Computer Exercise C1.
Use the data in wageprc for this exercise. Problem 5 in Chapter 11 gave estimates of a finite distributed lag model of gprice on gwage, where 12 lags of gwage are used.
1. Estimate a simple geometric DL model of gprice on gwage. In particular, estimate equation (18.11) by OLS. What are the estimated impact propensity and LRP? Sketch the estimated lag distribution.
2. Compare the estimated IP and LRP to those obtained in Problem 5 in Chapter 11. How do the estimated lag distributions compare?
3. Now, estimate the rational distributed lag model from (18.16). Sketch the lag distribution and compare the estimated IP and LRP to those obtained in part 2.

Computer Exercise C5.
Use intqrt for this exercise.
1. In Example 18.7 in the textbook, we estimated an error correction model for the holding yield on six-month T-bills, where one lag of the holding yield on three-month T-bills is the explanatory variable. We assumed that the cointegration parameter was one in the equation $hy6_t = \alpha + \beta hy3_{t-1} + u_t$. Now, add the lead change, $\Delta hy3_t$, the contemporaneous change, $\Delta hy3_{t-1}$, and the lagged change, $\Delta hy3_{t-2}$, of $hy3_{t-1}$. That is, estimate the equation \[hy6_t = \alpha + \beta hy3_{t-1} + \phi_0 \Delta hy3_t + \phi_1 \Delta hy3_{t-1} + \rho_1\Delta hy3_{t-2} + e_t\] and report the results in equation form.
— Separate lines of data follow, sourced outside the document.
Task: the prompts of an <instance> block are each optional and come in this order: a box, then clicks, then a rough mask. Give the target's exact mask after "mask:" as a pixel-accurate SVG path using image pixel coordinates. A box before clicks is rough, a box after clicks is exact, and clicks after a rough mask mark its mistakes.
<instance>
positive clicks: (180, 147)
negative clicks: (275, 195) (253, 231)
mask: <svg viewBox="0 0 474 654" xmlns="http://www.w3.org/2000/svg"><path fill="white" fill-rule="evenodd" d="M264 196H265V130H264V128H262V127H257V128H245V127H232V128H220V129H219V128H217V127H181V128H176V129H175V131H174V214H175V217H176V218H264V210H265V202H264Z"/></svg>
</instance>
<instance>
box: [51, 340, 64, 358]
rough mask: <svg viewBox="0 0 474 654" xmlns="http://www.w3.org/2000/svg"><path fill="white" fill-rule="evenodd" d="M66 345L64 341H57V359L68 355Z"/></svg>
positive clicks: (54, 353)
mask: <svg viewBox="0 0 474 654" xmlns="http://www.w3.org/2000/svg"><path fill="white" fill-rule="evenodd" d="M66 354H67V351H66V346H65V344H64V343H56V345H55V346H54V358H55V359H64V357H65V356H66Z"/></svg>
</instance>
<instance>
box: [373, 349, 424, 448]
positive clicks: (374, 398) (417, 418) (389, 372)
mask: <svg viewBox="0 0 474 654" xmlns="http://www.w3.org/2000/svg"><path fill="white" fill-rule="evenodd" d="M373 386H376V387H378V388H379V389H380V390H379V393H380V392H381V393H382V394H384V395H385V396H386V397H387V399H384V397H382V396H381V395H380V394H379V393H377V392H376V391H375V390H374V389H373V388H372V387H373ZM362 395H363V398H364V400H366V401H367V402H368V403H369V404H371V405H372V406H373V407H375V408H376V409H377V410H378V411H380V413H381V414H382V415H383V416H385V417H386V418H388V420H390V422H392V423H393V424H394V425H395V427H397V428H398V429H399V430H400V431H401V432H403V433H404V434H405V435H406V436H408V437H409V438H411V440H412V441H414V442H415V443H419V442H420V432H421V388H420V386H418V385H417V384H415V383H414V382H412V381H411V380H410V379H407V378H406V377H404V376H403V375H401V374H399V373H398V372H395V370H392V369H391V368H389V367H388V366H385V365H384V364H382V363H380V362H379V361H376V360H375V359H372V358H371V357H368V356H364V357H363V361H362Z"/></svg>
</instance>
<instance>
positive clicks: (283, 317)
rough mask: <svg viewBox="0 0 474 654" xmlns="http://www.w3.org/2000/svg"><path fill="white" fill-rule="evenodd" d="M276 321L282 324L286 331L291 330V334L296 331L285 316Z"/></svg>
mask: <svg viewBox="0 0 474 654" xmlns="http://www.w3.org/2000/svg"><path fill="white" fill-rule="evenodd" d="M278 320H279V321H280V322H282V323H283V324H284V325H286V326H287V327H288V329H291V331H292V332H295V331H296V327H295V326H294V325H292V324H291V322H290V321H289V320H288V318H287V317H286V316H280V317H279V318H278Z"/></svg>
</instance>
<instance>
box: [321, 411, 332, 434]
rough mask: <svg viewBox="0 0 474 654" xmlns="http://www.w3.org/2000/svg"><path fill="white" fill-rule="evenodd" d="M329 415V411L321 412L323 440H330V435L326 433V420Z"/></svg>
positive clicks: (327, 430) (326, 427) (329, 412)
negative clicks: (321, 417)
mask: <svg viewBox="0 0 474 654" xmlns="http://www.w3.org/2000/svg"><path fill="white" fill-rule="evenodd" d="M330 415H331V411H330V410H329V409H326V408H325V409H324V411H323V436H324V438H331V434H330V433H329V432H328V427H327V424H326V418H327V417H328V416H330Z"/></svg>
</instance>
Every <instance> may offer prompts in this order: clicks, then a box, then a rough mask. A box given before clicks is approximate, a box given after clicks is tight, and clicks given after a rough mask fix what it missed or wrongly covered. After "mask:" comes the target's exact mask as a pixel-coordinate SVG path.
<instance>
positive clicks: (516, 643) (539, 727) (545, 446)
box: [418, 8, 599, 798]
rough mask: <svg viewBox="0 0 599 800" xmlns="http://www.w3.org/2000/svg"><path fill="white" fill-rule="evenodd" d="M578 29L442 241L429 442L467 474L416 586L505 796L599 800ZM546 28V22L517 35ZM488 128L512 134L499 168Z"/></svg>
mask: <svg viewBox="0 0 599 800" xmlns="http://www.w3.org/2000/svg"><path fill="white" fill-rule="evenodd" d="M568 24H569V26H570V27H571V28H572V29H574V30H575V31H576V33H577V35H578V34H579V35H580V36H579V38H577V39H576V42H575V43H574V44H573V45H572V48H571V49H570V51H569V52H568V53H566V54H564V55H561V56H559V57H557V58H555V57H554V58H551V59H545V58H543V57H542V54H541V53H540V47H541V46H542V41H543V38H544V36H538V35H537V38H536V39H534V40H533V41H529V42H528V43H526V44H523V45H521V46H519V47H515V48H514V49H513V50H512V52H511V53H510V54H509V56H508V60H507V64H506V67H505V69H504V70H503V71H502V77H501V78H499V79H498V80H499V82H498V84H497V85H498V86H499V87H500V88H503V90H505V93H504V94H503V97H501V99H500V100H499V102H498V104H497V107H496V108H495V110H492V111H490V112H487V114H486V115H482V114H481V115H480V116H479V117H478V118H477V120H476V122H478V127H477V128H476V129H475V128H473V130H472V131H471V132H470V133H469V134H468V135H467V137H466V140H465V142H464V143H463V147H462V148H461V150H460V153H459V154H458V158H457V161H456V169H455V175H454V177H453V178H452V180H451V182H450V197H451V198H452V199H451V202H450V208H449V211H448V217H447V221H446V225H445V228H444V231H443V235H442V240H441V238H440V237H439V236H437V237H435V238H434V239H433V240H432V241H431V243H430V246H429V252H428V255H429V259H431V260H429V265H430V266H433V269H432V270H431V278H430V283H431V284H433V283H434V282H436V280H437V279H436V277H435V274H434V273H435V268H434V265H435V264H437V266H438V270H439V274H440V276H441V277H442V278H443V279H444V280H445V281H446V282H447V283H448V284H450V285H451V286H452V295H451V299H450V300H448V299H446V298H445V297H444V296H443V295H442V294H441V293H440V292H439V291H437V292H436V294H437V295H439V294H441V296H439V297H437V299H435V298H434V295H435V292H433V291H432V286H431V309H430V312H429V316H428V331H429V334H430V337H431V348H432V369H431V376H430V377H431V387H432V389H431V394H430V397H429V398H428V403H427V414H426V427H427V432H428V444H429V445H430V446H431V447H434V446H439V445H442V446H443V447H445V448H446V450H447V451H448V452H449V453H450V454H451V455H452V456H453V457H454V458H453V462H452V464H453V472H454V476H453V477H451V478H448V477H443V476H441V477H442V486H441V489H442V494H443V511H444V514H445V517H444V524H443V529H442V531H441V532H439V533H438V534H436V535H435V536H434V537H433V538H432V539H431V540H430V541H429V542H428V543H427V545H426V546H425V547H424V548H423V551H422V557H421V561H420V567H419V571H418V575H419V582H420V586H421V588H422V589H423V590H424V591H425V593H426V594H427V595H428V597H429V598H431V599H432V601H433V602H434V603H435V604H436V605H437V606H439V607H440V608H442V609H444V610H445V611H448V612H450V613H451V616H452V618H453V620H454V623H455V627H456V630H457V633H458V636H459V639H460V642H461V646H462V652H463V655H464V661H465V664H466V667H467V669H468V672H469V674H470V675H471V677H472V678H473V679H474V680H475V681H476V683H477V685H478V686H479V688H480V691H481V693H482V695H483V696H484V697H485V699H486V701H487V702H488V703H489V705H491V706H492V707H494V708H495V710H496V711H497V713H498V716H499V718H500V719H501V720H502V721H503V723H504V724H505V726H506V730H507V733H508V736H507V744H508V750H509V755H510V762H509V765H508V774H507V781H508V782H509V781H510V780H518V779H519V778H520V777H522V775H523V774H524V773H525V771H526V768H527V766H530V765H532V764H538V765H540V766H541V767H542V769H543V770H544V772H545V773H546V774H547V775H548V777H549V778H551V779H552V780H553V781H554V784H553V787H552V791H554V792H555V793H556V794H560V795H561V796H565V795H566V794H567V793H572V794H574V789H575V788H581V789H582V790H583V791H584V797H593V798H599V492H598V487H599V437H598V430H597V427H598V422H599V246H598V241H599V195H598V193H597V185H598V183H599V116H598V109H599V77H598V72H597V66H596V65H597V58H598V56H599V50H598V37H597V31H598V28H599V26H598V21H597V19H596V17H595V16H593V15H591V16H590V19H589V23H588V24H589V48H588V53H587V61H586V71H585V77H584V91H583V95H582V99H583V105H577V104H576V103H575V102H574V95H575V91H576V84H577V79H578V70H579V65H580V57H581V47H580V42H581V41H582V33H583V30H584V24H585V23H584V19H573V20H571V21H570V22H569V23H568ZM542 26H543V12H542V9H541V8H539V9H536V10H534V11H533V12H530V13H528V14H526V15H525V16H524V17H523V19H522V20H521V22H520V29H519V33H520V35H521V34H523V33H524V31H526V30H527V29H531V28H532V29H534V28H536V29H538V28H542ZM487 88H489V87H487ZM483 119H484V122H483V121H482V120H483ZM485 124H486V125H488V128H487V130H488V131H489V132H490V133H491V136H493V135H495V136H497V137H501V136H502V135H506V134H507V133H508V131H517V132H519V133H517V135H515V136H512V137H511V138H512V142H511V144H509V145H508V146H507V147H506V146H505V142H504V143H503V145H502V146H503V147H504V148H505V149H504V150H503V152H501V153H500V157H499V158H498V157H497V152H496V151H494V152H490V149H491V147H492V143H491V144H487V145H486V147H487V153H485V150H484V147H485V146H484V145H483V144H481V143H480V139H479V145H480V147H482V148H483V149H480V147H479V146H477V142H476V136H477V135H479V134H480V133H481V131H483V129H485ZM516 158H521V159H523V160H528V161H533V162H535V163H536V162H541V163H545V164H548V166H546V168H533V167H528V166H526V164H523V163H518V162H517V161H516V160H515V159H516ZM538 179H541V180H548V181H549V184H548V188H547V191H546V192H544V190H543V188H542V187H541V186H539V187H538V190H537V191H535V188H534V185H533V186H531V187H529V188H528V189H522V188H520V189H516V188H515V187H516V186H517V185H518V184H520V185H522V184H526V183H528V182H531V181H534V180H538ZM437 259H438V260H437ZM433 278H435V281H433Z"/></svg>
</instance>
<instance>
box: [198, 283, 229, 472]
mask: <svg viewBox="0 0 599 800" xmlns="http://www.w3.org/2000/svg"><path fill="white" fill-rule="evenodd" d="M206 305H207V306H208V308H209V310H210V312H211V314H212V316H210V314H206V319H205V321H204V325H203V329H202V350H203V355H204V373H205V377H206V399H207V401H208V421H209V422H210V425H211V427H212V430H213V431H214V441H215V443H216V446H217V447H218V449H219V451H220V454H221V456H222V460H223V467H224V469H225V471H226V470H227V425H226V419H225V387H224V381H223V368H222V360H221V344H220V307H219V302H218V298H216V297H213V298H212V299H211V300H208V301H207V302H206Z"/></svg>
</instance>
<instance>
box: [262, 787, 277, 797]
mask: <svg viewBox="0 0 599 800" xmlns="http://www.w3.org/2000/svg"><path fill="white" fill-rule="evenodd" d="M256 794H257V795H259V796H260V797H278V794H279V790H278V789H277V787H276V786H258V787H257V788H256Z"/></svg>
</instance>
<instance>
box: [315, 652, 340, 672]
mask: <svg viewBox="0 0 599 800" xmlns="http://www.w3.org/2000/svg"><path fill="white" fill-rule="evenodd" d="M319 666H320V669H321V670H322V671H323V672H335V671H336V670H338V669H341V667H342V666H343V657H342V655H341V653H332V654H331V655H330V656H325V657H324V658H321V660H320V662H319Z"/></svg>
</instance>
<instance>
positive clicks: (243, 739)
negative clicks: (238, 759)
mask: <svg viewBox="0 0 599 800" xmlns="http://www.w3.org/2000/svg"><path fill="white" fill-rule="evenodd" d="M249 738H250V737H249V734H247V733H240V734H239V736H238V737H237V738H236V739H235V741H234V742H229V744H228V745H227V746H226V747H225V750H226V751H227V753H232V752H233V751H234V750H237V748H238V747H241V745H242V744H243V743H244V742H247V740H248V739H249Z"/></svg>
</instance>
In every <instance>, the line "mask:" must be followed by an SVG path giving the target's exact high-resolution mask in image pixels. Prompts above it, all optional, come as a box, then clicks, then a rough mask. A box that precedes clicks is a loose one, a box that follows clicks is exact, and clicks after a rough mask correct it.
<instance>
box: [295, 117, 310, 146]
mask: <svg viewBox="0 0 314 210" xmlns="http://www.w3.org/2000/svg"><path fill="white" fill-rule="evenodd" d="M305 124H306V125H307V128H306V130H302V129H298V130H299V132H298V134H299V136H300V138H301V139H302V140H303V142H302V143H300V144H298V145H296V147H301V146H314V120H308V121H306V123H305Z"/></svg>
Test $H_0: \beta = 1$ against a two-sided alternative. Assume that the lead and lag are sufficient so that $\{hy3_{t-1}\}$ is strictly exogenous in this equation and do not worry about serial correlation.
2. To the error correction model in (18.39), add $\Delta hy3_{t-2}$ and $(hy6_{t-2} - hy3_{t-3} )$. Are these terms jointly significant? What do you conclude about the appropriate error correction model?

References

Wooldridge, J. (2019). Introductory econometrics: a modern approach. Boston, MA: Cengage.

Heiss, F. (2016). Using R for introductory econometrics. Düsseldorf: Florian Heiss,CreateSpace.